Nolen corre para a sala mais próxima e observa um enorme monitor. Me aproximo lentamente por trás, e finalmente vejo o que causava tanto desespero no olhar de Nolen.
— A Artificial Paradise é como um jogo de xadrez. Vocês são apenas peças que o rei mata quando se tornam desafiadores. Manipulados como bonecos de ventrículo, cegos pela exaustão de trabalho, motivados pela remuneração. Não conseguem ver o que estão fazendo... querem criar um novo mundo metafísico destruindo o mundo real e tudo o que os cercam, acabando com os recursos naturais lhes dado de graça. Tudo isso por quê? Para encher o bolso e elevar o ego estúpido de um velho ambicioso que só pensa em si mesmo? — A voz do homem, coberto por uma roupa completamente preta e uma máscara, ecoa vai por todo o canto do prédio. Tudo estava dando interferência, e os funcionários rapidamente digitavam e tentavam tirar os Shadgels de campo, mas não havia sucesso. Mais uma vez os Shadgels hackeavam os sistemas de Nolen Black para exporem a sujeira debaixo do tapete, com sua alta inteligência e seus discursos rebeldes. — Alguns de nós já fomos como vocês, e uma vez que entram, só podem sair mortos. Conhecemos bem Nolen Black, e seja lá o que ele tenha prometido, não confiem nele. Somos como anjos das sombras, ficamos à espreita da escuridão, observando cada passo de cada um de vocês. Não somos apenas Vigilantes da Internet. Estamos por todo lugar, todo canto, prontos para contra-atacar a qualquer momento.

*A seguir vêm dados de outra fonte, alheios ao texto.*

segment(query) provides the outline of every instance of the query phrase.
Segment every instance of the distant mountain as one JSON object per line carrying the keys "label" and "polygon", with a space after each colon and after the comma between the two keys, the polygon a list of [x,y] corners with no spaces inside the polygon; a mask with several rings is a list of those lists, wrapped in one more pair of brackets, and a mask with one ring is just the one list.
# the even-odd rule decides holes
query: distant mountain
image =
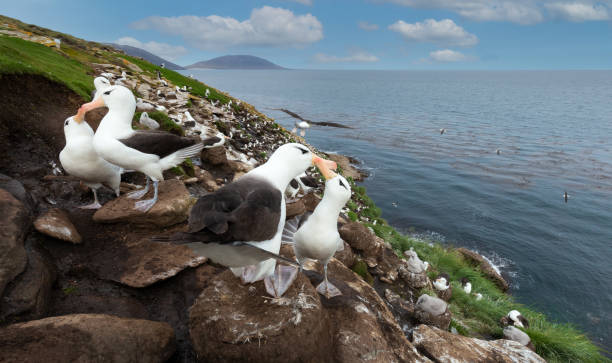
{"label": "distant mountain", "polygon": [[178,64],[172,63],[170,61],[165,60],[164,58],[158,57],[153,53],[149,53],[144,49],[140,49],[140,48],[136,48],[136,47],[132,47],[131,45],[122,45],[122,44],[115,44],[115,43],[111,43],[111,45],[117,49],[121,49],[122,51],[124,51],[127,55],[131,55],[132,57],[140,57],[143,58],[144,60],[147,60],[155,65],[161,65],[162,63],[165,64],[166,68],[168,69],[173,69],[173,70],[178,70],[178,69],[185,69],[181,66],[179,66]]}
{"label": "distant mountain", "polygon": [[209,69],[286,69],[263,58],[252,55],[225,55],[197,62],[185,68],[209,68]]}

Saio ao lado de Nolen e me sento no painel de controle, vendo que, enquanto os outros funcionários observavam atentamente, chocados, cochichando informações um com os outros, os técnicos de sistema tentavam retirar a interferência dos Shadgels.
O sistema da Artificial Paradise não era tão difícil quanto aparentava. Por mais que eu fosse o novato, o menos experiente ali, eu estudei isso por anos. Meu hobbie na infância era mexer com fios, descobrir e mergulhar na internet, navegar por cada canto e código que era fornecido. Era como se eu tivesse nascido dentro disso, como se a internet fosse parte de mim.
Era o que eu era.
Meus dedos tocavam levemente as teclas, e quase como se eu estivesse em casa, penetrei a segurança do sistema da Artificial Paradise com facilidade. Apesar de ser uma grande empresa tecnológica de inteligência artificial, a segurança era pobre e desprotegida. Fraca e facilmente acessada por qualquer adolescente desocupado de Nova Iorque.
Antes de sumirem da nossa frente por completo, o olhar atrás da máscara de um dos vigilantes me chamou a atenção. Era como se eu o reconhecesse, uma absurda familiaridade que eu não soube explicar de onde vinha.
Eu o conheço de algum lugar. Só não lembro de onde.
— Bom trabalho, garoto. — Nolen se aproxima de mim, enquanto os outros aplaudem o sucesso. — Você é bem inteligente. Ou o time de segurança é fraco demais. Mas, que seja. Bem-vindo à Artificial Paradise.